Files
pytorch/c10/core/impl/PyObjectSlot.h
2025-10-05 21:39:57 +00:00

125 lines
5.0 KiB
C++

#pragma once
#include <c10/core/impl/HermeticPyObjectTLS.h>
#include <c10/core/impl/PyInterpreter.h>
#include <c10/core/impl/PyInterpreterHooks.h>
#include <c10/util/python_stub.h>
#include <optional>
#include <atomic>
namespace c10::impl {
struct C10_API PyObjectSlot {
public:
PyObjectSlot();
~PyObjectSlot();
void maybe_destroy_pyobj();
// Associate the TensorImpl with the specified PyObject, and, if necessary,
// also tag the interpreter.
//
// NB: This lives in a header so that we can inline away the switch on status
//
// NB: THIS FUNCTION CAN RAISE AN EXCEPTION. Make sure to clean up after
// PyObject if necessary!
void init_pyobj(PyObject* pyobj) {
pyobj_interpreter_.store(
getGlobalPyInterpreter(), std::memory_order_relaxed);
pyobj_ = pyobj;
}
// Query the PyObject interpreter. This may return null if there is no
// interpreter. This is racy!
PyInterpreter* pyobj_interpreter();
PyObject* _unchecked_untagged_pyobj() const;
// Test the interpreter tag.
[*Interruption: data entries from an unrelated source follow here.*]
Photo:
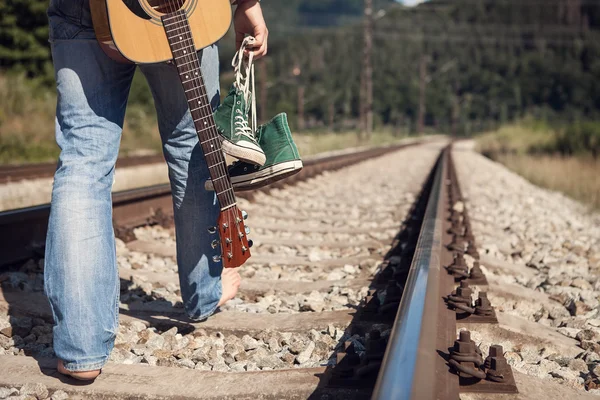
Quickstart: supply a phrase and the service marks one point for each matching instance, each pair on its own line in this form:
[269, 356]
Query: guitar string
[181, 23]
[196, 91]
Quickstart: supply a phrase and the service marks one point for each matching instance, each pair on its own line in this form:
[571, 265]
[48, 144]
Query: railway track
[360, 281]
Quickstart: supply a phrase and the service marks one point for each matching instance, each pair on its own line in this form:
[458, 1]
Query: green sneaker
[232, 117]
[283, 159]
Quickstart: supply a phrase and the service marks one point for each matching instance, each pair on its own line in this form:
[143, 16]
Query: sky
[411, 2]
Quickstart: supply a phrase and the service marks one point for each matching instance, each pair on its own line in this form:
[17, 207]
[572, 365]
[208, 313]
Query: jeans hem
[79, 367]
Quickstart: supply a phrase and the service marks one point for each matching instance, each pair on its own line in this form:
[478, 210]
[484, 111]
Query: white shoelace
[244, 81]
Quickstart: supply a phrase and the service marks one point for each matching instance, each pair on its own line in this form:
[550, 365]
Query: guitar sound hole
[166, 6]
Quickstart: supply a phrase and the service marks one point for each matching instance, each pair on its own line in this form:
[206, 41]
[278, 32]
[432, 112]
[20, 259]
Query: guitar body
[132, 30]
[151, 31]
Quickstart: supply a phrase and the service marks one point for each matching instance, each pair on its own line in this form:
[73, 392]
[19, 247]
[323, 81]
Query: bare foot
[230, 279]
[81, 375]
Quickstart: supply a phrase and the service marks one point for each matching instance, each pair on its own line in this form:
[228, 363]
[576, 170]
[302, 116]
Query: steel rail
[411, 365]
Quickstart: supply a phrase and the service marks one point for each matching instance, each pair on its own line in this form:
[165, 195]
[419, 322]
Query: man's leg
[195, 208]
[81, 275]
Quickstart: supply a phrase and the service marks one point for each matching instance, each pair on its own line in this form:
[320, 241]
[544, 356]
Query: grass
[578, 178]
[534, 152]
[27, 125]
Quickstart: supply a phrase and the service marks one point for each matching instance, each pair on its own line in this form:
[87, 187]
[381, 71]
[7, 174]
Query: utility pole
[301, 124]
[422, 86]
[366, 84]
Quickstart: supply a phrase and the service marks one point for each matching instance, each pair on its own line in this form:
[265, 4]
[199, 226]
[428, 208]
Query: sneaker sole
[263, 178]
[247, 154]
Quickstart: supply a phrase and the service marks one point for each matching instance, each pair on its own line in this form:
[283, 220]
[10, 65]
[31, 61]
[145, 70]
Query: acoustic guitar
[151, 31]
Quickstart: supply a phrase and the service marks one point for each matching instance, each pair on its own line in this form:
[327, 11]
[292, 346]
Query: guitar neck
[187, 62]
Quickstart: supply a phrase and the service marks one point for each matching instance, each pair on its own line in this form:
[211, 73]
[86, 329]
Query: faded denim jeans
[81, 273]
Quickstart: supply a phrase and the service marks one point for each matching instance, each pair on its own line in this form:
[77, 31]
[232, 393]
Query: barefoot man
[81, 274]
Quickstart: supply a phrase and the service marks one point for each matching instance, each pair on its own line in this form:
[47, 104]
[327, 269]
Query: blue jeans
[81, 273]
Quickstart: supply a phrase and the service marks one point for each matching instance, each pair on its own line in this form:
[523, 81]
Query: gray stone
[578, 364]
[257, 354]
[587, 334]
[288, 358]
[186, 363]
[251, 366]
[203, 367]
[39, 330]
[59, 395]
[249, 343]
[21, 326]
[296, 345]
[578, 308]
[6, 342]
[149, 359]
[546, 366]
[200, 355]
[221, 366]
[5, 392]
[35, 389]
[305, 354]
[241, 356]
[238, 366]
[45, 339]
[29, 338]
[273, 343]
[270, 361]
[581, 284]
[155, 342]
[569, 332]
[558, 313]
[137, 326]
[234, 348]
[565, 374]
[165, 362]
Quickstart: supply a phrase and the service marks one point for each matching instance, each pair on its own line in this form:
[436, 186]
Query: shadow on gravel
[354, 367]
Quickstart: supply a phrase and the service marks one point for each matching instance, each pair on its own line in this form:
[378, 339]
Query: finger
[261, 52]
[239, 38]
[260, 47]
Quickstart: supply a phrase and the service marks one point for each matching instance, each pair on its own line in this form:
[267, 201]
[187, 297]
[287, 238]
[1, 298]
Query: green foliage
[488, 62]
[580, 137]
[24, 37]
[534, 137]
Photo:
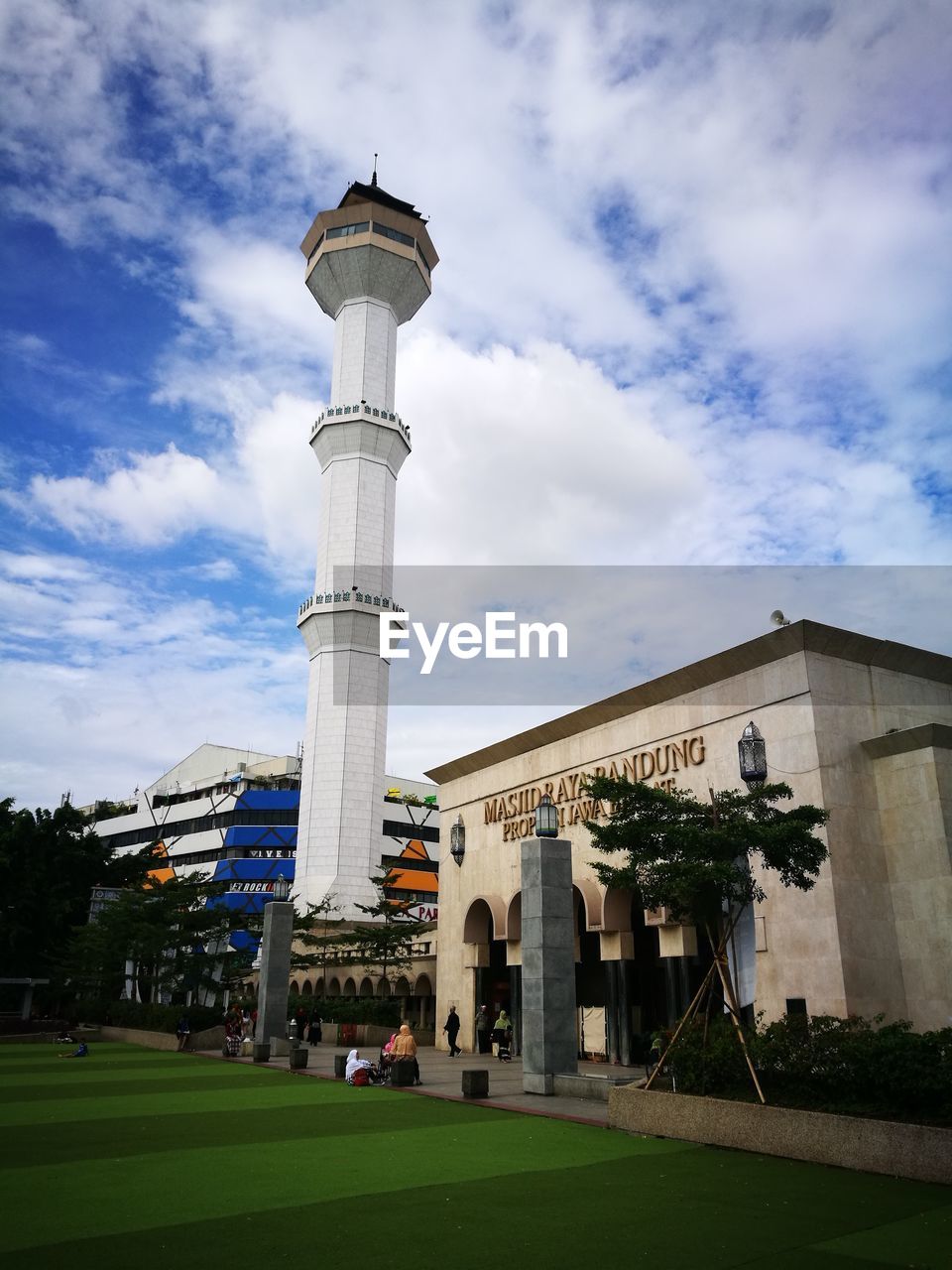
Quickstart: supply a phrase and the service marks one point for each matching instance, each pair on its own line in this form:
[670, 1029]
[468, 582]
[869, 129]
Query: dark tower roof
[361, 193]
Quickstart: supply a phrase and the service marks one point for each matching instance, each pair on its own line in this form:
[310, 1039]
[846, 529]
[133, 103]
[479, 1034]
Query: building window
[347, 230]
[386, 231]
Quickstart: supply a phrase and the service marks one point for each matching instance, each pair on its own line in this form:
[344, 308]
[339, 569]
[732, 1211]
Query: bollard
[475, 1082]
[402, 1072]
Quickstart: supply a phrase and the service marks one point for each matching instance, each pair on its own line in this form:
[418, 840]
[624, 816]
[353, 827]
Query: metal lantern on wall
[546, 818]
[752, 757]
[457, 839]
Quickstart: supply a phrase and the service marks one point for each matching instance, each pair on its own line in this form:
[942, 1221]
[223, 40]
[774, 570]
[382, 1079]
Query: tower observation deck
[370, 264]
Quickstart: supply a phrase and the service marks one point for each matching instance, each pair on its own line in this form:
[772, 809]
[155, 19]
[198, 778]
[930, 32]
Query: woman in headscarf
[232, 1034]
[405, 1048]
[354, 1065]
[502, 1035]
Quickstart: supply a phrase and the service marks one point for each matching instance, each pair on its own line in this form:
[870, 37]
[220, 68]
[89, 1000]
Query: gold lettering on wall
[516, 811]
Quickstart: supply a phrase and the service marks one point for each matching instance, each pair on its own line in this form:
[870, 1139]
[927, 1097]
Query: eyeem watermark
[499, 638]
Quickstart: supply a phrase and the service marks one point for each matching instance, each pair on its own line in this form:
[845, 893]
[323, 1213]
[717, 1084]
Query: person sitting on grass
[359, 1071]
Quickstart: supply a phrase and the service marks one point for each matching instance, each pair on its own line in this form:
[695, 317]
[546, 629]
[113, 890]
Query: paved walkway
[442, 1079]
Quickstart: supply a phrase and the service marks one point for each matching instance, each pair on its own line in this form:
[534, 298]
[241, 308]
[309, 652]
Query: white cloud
[693, 305]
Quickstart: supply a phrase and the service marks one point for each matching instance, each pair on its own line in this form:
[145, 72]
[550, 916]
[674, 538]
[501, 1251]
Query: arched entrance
[485, 933]
[424, 1001]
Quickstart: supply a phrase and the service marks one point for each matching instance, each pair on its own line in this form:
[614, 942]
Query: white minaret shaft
[368, 266]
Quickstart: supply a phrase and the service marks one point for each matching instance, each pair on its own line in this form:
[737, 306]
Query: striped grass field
[136, 1159]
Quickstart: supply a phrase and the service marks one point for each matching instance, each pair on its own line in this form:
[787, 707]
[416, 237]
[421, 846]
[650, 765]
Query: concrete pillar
[612, 1010]
[548, 1042]
[276, 969]
[625, 1014]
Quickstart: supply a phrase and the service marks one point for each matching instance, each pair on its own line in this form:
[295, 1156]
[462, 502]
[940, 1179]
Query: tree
[320, 935]
[696, 860]
[50, 861]
[175, 935]
[389, 940]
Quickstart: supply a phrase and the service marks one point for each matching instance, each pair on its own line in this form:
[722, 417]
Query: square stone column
[548, 1032]
[276, 970]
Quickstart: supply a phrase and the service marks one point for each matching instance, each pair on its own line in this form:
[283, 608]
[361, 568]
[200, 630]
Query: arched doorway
[424, 1003]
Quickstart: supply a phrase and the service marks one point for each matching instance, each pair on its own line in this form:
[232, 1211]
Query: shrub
[150, 1017]
[848, 1066]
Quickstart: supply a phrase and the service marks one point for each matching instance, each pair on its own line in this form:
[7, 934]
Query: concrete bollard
[475, 1082]
[402, 1072]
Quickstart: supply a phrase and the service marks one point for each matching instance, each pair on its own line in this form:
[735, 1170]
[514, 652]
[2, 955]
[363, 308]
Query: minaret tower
[368, 267]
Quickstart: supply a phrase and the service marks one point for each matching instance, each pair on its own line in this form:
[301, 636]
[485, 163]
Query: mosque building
[858, 725]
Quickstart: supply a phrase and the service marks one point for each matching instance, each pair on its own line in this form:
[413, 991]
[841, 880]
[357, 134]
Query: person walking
[232, 1034]
[484, 1029]
[313, 1030]
[452, 1030]
[182, 1032]
[502, 1034]
[405, 1049]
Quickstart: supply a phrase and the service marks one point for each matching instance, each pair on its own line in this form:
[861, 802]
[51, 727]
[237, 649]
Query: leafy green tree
[50, 861]
[318, 939]
[389, 938]
[171, 934]
[696, 860]
[694, 857]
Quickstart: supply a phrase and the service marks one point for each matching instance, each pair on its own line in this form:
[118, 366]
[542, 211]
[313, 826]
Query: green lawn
[135, 1159]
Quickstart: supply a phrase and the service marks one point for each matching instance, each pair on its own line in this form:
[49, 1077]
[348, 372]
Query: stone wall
[918, 1152]
[212, 1038]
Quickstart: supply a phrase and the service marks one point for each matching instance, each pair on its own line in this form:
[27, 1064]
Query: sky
[692, 310]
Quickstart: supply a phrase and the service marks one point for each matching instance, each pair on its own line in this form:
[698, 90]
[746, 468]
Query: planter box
[402, 1072]
[475, 1082]
[914, 1151]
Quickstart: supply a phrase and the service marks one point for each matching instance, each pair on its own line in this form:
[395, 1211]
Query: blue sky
[692, 309]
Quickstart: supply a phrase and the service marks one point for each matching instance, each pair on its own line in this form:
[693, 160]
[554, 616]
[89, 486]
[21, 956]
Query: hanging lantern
[546, 818]
[752, 757]
[457, 839]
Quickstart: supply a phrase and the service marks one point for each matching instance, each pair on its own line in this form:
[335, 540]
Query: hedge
[852, 1066]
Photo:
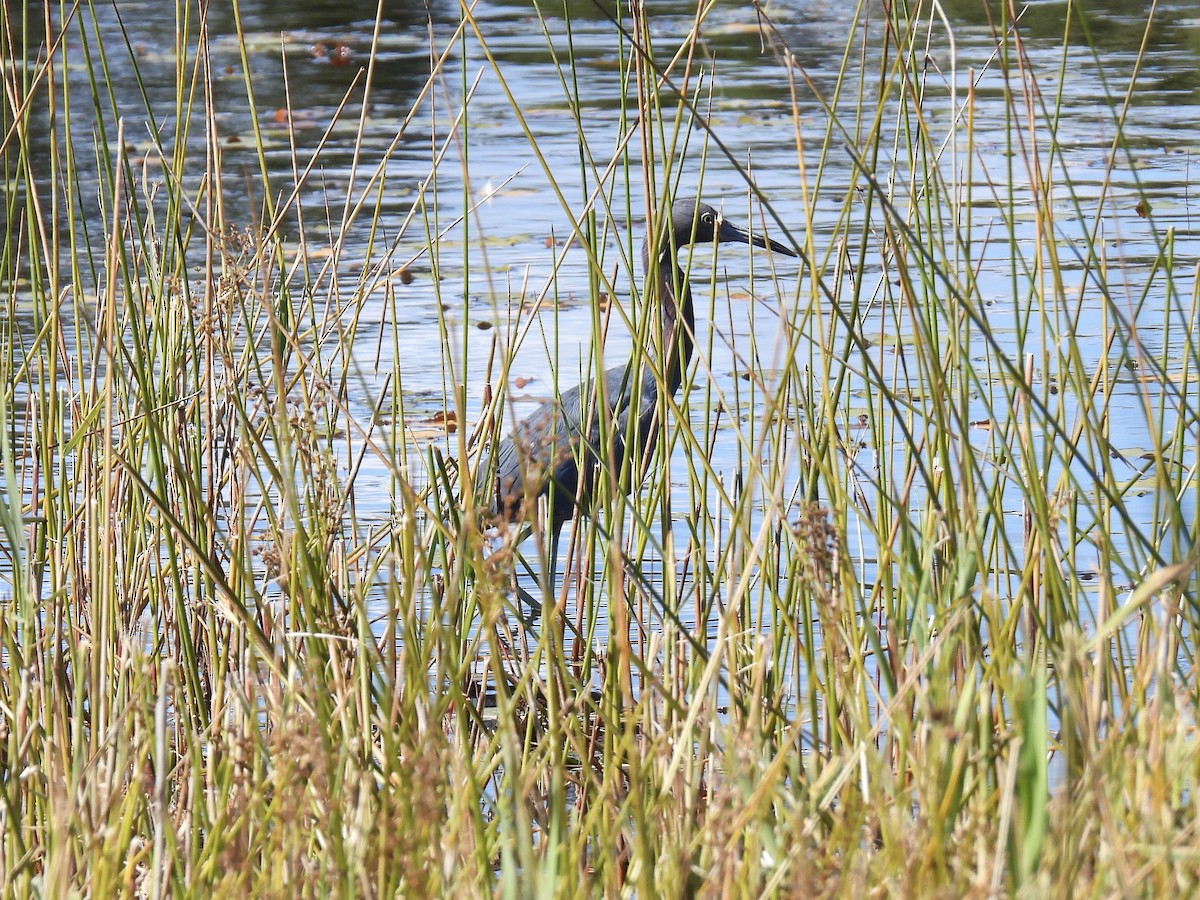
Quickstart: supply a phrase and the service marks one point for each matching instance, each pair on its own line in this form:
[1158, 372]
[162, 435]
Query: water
[519, 208]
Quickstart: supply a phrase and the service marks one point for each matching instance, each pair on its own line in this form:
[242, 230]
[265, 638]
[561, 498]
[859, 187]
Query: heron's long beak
[730, 232]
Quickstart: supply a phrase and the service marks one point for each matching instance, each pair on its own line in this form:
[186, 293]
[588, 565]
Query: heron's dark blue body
[547, 448]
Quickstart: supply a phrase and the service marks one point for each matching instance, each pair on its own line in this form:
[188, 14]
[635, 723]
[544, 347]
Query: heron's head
[695, 222]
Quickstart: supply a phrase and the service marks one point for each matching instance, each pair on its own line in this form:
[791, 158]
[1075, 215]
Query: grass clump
[904, 604]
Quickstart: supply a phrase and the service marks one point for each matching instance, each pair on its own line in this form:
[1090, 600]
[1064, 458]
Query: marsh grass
[883, 616]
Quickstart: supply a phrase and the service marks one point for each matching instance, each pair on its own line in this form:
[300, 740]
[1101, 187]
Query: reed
[906, 606]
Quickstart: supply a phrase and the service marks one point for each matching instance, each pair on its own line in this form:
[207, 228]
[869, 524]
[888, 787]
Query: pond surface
[511, 177]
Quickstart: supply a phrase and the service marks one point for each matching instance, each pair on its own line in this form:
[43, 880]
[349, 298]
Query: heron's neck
[677, 336]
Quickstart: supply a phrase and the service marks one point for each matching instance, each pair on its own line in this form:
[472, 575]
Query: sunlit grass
[897, 607]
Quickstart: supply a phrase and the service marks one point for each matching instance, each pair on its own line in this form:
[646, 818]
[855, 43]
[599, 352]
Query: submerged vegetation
[904, 605]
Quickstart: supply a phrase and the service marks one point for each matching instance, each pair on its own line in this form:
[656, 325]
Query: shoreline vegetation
[927, 629]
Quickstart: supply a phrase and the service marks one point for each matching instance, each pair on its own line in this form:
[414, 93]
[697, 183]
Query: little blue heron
[546, 450]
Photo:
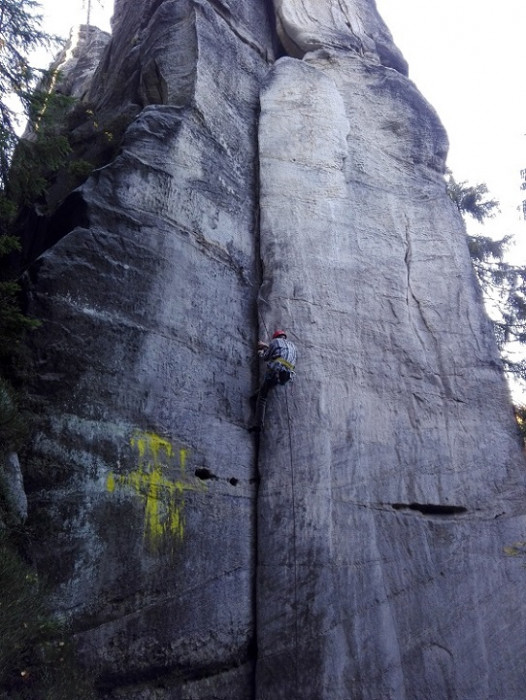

If tagged for the current interpreter, return
// a non-nullopt (but possibly null) PyObject. If (possibly) untagged,
// returns a nullopt. If it is definitely invalid, raises an error.
//
// If `ignore_hermetic_tls` is false and this function is called from a
// hermetic context (ie, `HermeticPyObjectTLS::get_state()` is true), then
// nullopt is returned. If `ignore_hermetic_tls` is true, then the hermetic
// context is ignored, allowing you to check the interpreter tag of a
// nonhermetic PyObject from within a hermetic context. This is necessary
// because there are some cases where the deallocator function of a
// nonhermetic PyObject is called from within a hermetic context, so it must
// be properly treated as a nonhermetic PyObject.
//
// NB: this lives in header so that we can avoid actually creating the
// std::optional
// @todo alban: I'm not too sure what's going on here, we can probably delete
// it but it's worthwhile making sure
std::optional<PyObject*> check_pyobj(bool ignore_hermetic_tls = false) const {
impl::PyInterpreter* interpreter =
pyobj_interpreter_.load(std::memory_order_acquire);
if (interpreter == nullptr) {
return std::nullopt;
}
if (!ignore_hermetic_tls && c10::impl::HermeticPyObjectTLS::get_state()) {
return std::nullopt;
} else {
return _unchecked_untagged_pyobj();
}
}
PyInterpreter& load_pyobj_interpreter() const;
bool owns_pyobj();
void set_owns_pyobj(bool b);
private:
// This field contains the interpreter tag for this object. See
// Note [Python interpreter tag] for general context
//
// Note [Memory ordering on Python interpreter tag]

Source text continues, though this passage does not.